Institutional investors remain largely bullish on U.S. equities for 2015. However, stock exchange traded fund investors should still temper expectations as volatility could dampen returns.

According to a recent NEPC survey, 96% of institutional investors are bullish on equities for the year, with 54% of respondents pointing to a 6% to 10% return, reports Mark Melin for ValueWalk.

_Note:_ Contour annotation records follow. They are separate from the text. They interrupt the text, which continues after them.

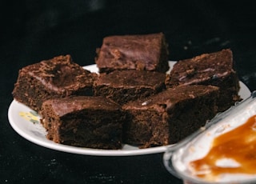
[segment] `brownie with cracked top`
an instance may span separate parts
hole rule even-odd
[[[96,96],[105,96],[122,105],[165,90],[166,74],[146,70],[114,70],[101,74],[94,82]]]
[[[224,111],[240,101],[238,74],[234,69],[231,50],[203,54],[192,58],[180,60],[167,75],[166,85],[212,85],[218,86],[220,94],[217,105]]]
[[[12,92],[15,100],[40,112],[43,101],[70,95],[92,95],[94,74],[61,55],[22,68]]]
[[[169,70],[168,46],[162,33],[115,35],[103,38],[95,62],[100,73],[114,70]]]
[[[121,149],[125,115],[103,97],[72,96],[43,102],[41,122],[57,143],[97,149]]]
[[[130,102],[122,106],[123,141],[141,148],[177,143],[216,114],[218,95],[217,86],[178,86]]]

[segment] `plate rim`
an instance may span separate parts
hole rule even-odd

Specifically, 36% of institutional investors believe U.S. equities will outperform in 2015 while 13% said emerging market equities could outperform.

ETF investors also have a number of options to capture the two markets. For instance, investors can use the SPDR Dow Jones Industrial Average ETF (NYSEArca: DIA), SPDR S&P 500 ETF (NYSEArca: SPY) and PowerShares QQQ (NasdaqGM: QQQ), which tracks the Nasdaq-100, to track the major U.S. benchmarks.

For broad U.S. market exposure, the Vanguard Total Stock Market ETF (NYSEArca: VTI), Schwab U.S. Broad Market ETF (NYSEArca: SCHB) and iShares Core S&P Total US Stock Market ETF (NYSEArca: ITOT) essentially cover the entire U.S. stock market in a single investment option.

However, investors should temper their outlook. Michael Feroli, chief U.S. economist at JPMorgan Chase, downwardly revised estimates of U.S. economic growth, reports Peter Coy for Bloomberg.